Les mouvements de Dervish, dynamiques et rapides, stimulent l’engagement, la détermination et un certain contrôle du corps.
Les danses de Temple sont fluides et en douceur; elles appellent à la dévotion en nous connectant avec « le plus grand que soi . »
Les Multiplications font évoluer dans des trajectoires mathématiques précises en lien avec le mouvement des planètes; elles déploient à la fois la conscience de l’individu et du groupe dans l’espace.
Les mouvements de Prières, en lenteur et en présence tranquille, intériorisent profondément.
D’autres mouvements aux rythmiques et chorégraphies plus complexes développent particulièrement l’attention divisée et l’esprit d’ensemble.
Cette variété de styles et de degrés d’exigence touche la personne sur différents angles avec toujours la même quête d’alignement des trois forces, instinctive, émotive et intellectuelle, au service de l’unité.
À la recherche de l’état d’attention sans tension
Cet apprentissage exige un engagement certain et un souhait profond d’évolution, mais il n’exige pas d’aptitudes physiques ou de talent artistique particulier. Ce n’est pas de l’ordre des étirements corporels rigoureux de la danse classique ni des exigences d’endurance de l’aérobie, par exemple.
Ils sont vraiment accessibles à tous, hommes et femmes, jeunes et moins jeunes.

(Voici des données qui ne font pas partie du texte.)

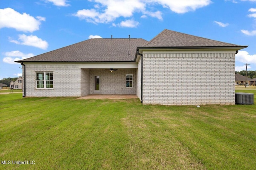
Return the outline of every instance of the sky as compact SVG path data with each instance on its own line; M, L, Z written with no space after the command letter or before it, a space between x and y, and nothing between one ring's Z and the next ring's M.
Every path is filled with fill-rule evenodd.
M142 38L165 29L240 45L236 71L256 70L256 0L0 1L0 79L14 62L90 38Z

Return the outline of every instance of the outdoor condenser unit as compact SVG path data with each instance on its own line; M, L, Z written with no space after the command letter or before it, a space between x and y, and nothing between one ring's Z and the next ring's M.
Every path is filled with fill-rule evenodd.
M236 93L236 104L254 104L253 93Z

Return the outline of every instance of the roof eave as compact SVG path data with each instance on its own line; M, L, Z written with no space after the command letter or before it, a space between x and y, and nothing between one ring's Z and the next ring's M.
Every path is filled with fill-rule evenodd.
M131 60L130 61L15 61L14 62L18 63L131 63L134 62L134 60Z
M243 49L248 47L246 46L180 46L180 47L138 47L137 49Z

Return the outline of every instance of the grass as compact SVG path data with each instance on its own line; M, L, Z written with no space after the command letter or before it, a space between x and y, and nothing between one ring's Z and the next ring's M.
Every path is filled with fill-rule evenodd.
M4 169L254 169L254 105L0 96Z
M22 92L22 89L6 89L6 90L0 90L0 93L12 93L14 92Z

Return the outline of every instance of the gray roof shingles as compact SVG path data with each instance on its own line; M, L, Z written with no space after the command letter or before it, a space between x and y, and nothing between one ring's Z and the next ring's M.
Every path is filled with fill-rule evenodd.
M239 49L247 47L165 29L149 42L141 38L89 39L16 62L130 62L134 61L138 49L227 47Z
M92 39L18 61L46 62L128 62L134 61L142 39Z
M245 47L165 29L142 47L235 46Z

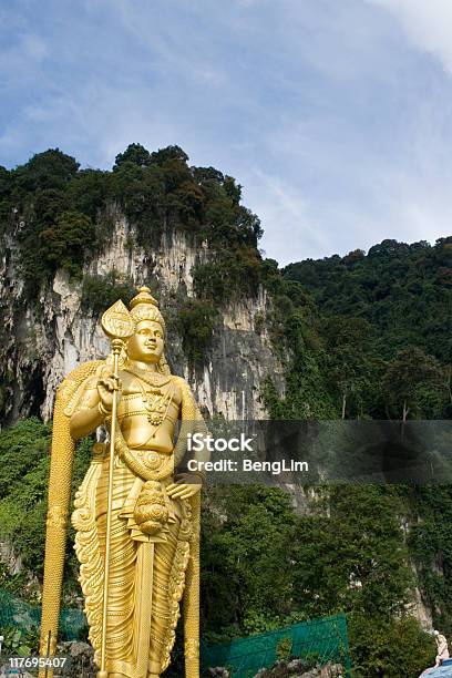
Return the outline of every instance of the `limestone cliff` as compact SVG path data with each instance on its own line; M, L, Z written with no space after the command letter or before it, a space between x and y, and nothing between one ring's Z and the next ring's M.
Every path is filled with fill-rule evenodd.
M167 229L158 246L144 251L134 244L133 229L121 209L110 209L112 237L99 256L85 261L83 276L115 271L136 286L152 282L158 289L164 314L175 297L193 297L192 268L209 260L207 244ZM30 414L49 419L55 388L64 374L78 363L109 352L99 317L81 307L83 278L70 280L68 274L58 270L51 286L41 289L38 304L29 304L19 271L12 234L8 236L0 270L2 397L8 423ZM266 323L261 322L269 308L263 289L256 298L243 297L223 306L205 364L196 372L188 368L181 337L170 330L167 359L172 370L191 382L206 413L261 419L266 417L260 399L265 377L270 376L279 389L284 388L282 368L271 350Z

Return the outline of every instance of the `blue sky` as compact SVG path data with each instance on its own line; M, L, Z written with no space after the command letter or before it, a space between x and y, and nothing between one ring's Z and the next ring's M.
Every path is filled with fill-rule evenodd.
M6 0L0 164L181 145L280 264L452 234L450 0Z

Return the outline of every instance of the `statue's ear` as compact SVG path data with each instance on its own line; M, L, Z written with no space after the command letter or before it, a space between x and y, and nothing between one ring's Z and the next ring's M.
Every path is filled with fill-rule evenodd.
M171 369L168 363L166 362L165 353L162 353L162 357L157 362L157 371L161 374L171 374Z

Leur défi tient au fait que ces mouvements ne font pas partie des références habituelles. Comme nous ne pouvons pas compter sur la gestuelle mécanique connue, il faut graduellement développer une capacité de pleine présence afin de répondre aux exigences de la forme. Cela implique un grand travail d’attention qui est l’essence même de cette approche.

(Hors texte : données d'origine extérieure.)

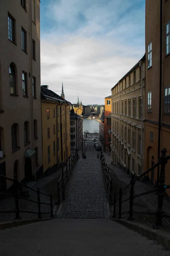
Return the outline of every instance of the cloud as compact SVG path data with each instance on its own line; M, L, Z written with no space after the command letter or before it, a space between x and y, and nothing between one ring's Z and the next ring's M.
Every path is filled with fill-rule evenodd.
M41 14L50 24L41 28L41 84L60 94L63 81L69 101L79 94L83 104L103 104L144 54L144 2L51 1Z

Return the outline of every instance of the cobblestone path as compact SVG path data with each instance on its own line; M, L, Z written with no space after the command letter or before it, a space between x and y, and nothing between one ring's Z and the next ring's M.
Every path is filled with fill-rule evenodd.
M63 218L105 218L107 199L99 159L79 160L65 196Z

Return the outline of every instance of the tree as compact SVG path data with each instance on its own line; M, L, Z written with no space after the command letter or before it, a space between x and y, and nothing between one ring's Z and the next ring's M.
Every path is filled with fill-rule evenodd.
M99 131L98 130L97 130L96 129L95 129L94 130L93 132L95 134L96 138L97 137L97 134L99 133Z

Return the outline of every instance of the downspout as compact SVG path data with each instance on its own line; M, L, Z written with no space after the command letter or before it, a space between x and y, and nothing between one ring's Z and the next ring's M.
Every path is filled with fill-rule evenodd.
M142 152L141 157L141 173L143 173L143 64L142 61L139 61L141 68L141 93L142 93L142 110L141 110L141 143L140 151ZM139 173L139 174L141 174Z
M119 168L120 168L120 83L118 82L118 84L119 87Z
M57 107L60 104L60 102L59 101L59 104L56 105L56 130L57 130L57 140L56 140L56 150L57 150L57 168L58 168L57 160L58 160L58 147L57 147L57 140L58 140L58 108ZM60 127L60 126L59 126Z
M159 125L158 131L158 161L160 157L160 147L161 143L161 111L162 111L162 0L160 0L160 63L159 63ZM159 183L159 166L158 166L157 173L157 183Z

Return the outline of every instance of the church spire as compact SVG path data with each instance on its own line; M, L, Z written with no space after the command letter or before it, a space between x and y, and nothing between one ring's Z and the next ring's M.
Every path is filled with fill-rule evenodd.
M65 99L65 96L64 93L64 90L63 90L63 84L62 83L62 90L61 91L61 97L62 97L63 99Z

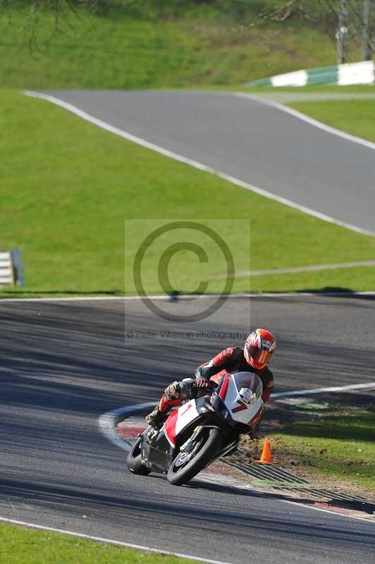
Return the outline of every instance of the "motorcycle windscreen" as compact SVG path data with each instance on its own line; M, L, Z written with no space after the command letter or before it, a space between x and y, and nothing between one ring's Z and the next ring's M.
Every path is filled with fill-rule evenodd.
M252 372L237 372L228 379L226 407L235 422L251 427L260 417L263 400L262 380Z
M233 378L238 393L241 389L247 388L255 395L257 400L262 398L263 384L259 376L252 372L236 372Z

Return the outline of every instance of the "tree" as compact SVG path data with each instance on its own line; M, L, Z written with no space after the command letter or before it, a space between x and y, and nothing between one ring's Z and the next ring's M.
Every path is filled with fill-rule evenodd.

Par exemple : les yeux vont tourner une direction et la tête dans une autre; un bras bouge horizontalement pendant que l’autre bouge verticalement; un mouvement s’avère tranchant avec une partie du corps et en rondeur avec une autre partie; différents tempos s’enchevêtrent.
Cette véritable gymnastique interne en lien avec les deux hémisphères du cerveau rééduque le corps afin de pouvoir fonctionner précisément, sans tension inutile qui gaspillerait l’énergie, et retrouver des capacités perdues au cours de l’histoire de vie propre à chaque personne. Le plus étonnant est que tout le monde finit par y arriver, quelle que soit sa condition de départ. C’est un véritable processus qui évolue au rythme individuel de chaque personne.
Peu à peu, nous apprenons à utiliser ‘l’attention divisée ‘, une façon d’assujettir le potentiel mental plutôt que d’être dominé par lui, et d’en favoriser l’expansion.
Un étudiant de Gurdjieff à qui l’on demandait de résumer cette méthode en une seule phrase répondit : » C’est une méthode qui consiste à empêcher que votre passé ne devienne votre futur . »
Suivant le processus du groupe, il arrive d’expérimenter une sorte « d’état de grâce », un moment de réelle présence, de totalité qui nous connecte à l’essentiel, un instant d’initiation qui marque pour toujours.
Nous invitons cet instant par chaque mouvement et dans chacune des mesures afin de pouvoir toucher à ce que nous recherchons tous de façon plus ou moins consciente, la dimension sacrée, l’expérience du Soi… de sorte que cette qualité de présence puisse s’intégrer à la vie quotidienne. C’est le travail d’une vie.